Data Storytelling vs. Comprehensiveness vs. Interactivity in Tableau
Tableau is a powerful tool because it allows almost limitless ways to visualize information, which gives the author incredible creative power to tell stories with data. Its interactive features allow users to assume some of that power as well. However, I find that the more information that is crammed onto a dashboard, the more difficult it becomes to make a data story cohere. A simple bivariate relationship can be given a well-designed graph, exciting visuals, KPI-style output text, and accompanying description or analytic detail. And it is often these simple dashboards that make Tableau’s viz-of-the-day list. But my purpose was more a celebration of GSS’s awesome breadth. It was hard to choose what NOT to include. I make no appologies that I crammed a lot in; in the future I would like to add more. Unfortunately, this means that there is not a singular storyline in the dashboard, but multiple, and the user is given the ability to uncover what narrative they will.
In any case the key to creating an appealing dashboard has as much to do with design decisions as what data are available. I chose to center the trend lines and include “50 years” in the title to emphasize the theme of changes over time. I created index buttons in different colors with thumbnail trend lines attached to draw the user’s attention to the several different measures, while emphasizing that change is still the theme. Unfortunately, I was not able to reconcile Tableau’s filter and pages shelves to allow users to toggle between years seamlessly. I love that the pages feature allows users to fast forward through the years, which dynamically updates the barchart, map, and political distribution graphs. But the pages shelf does not allow an “all years” page, which is frustrating. I could include both a year filter and a pages button, but then there are two “Year” switches and when the Year filter is set to “all years” and a user toggles the pages, the filter parameter does not change, thus indicating “all years” even as the pages are changing. A user could stop the pages, but then they would have to unselect all years from the filters shelf and reselect it to get back to an “all years” view, which is not intuitive, and thus I decided was a bad design feature. Despite extensive research, I have not yet been able figure this out. I have not seen another dashboard that accomplishes this. I found no results in a google search, and chatGTP-o3 could not figure it out either. I ended up with just a filter switch for the years, with the default set to “all years”. Still, it is not immediately apparent that selecting a specific year will automatically update the bar charts, political distributions, and map details.

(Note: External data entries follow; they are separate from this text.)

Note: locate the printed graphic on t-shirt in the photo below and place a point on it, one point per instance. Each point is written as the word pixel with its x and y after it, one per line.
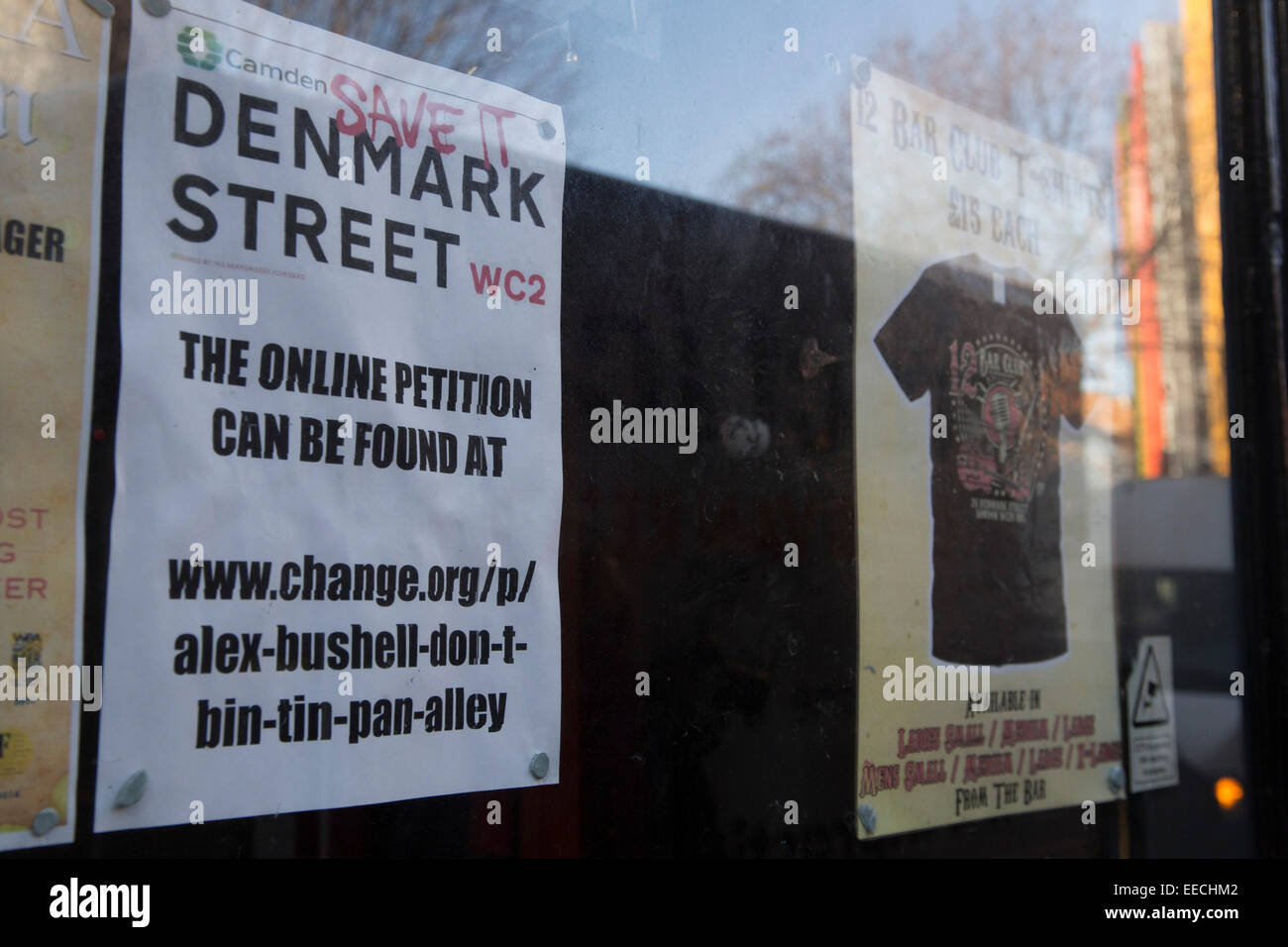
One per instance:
pixel 1004 376
pixel 1000 445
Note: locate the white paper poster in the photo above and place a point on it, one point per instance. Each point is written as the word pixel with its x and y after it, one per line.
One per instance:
pixel 334 574
pixel 988 667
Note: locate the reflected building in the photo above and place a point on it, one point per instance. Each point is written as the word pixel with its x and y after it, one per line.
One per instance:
pixel 1166 187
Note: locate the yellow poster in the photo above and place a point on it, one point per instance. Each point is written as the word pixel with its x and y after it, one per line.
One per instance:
pixel 987 311
pixel 53 81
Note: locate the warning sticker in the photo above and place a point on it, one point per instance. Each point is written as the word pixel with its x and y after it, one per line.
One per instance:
pixel 1151 727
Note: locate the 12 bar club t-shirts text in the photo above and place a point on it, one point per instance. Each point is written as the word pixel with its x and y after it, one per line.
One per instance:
pixel 1004 376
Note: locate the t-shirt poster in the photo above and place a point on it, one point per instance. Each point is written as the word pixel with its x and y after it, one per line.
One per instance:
pixel 987 656
pixel 339 474
pixel 53 85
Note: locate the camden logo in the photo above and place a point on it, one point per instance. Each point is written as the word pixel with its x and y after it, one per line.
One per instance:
pixel 200 48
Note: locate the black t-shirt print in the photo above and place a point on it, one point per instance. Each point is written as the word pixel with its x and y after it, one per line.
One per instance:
pixel 1004 376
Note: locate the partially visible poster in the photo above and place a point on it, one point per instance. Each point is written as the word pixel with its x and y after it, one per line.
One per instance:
pixel 986 303
pixel 334 570
pixel 53 84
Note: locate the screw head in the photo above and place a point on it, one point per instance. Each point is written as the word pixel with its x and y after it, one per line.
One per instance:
pixel 46 821
pixel 1117 779
pixel 540 766
pixel 868 817
pixel 861 71
pixel 132 789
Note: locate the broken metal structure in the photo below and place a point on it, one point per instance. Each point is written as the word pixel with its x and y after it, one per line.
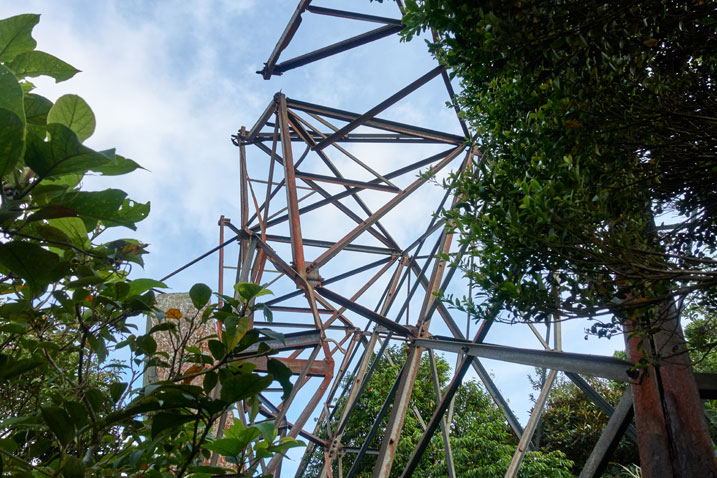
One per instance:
pixel 316 224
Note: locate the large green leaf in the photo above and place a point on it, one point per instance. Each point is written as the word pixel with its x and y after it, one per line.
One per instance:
pixel 74 228
pixel 93 206
pixel 12 367
pixel 282 374
pixel 73 468
pixel 63 154
pixel 73 112
pixel 226 446
pixel 36 109
pixel 12 121
pixel 120 165
pixel 16 35
pixel 239 387
pixel 31 262
pixel 109 206
pixel 37 63
pixel 139 286
pixel 130 212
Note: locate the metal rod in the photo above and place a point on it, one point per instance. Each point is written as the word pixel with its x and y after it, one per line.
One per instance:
pixel 391 100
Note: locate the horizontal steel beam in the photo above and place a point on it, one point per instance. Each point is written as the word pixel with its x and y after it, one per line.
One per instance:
pixel 339 47
pixel 385 125
pixel 595 365
pixel 320 368
pixel 346 182
pixel 351 138
pixel 364 312
pixel 293 341
pixel 285 39
pixel 326 244
pixel 353 15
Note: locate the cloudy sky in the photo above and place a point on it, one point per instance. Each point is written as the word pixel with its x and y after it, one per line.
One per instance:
pixel 170 81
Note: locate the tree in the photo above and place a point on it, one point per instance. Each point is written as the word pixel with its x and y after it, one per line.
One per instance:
pixel 481 441
pixel 573 424
pixel 67 408
pixel 594 193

What did work well was the several parameter controls and calculated fields that control which data are being visualized. Because I included all of my measures and all of the dimensions in each chart, I used the same parameters and calculated fields (pointing the parameter to the data) for each.
I’m excited to continue to use this awesome tool in future projects, with an eye to keeping measures and outcomes simple while allowing for more impactful design.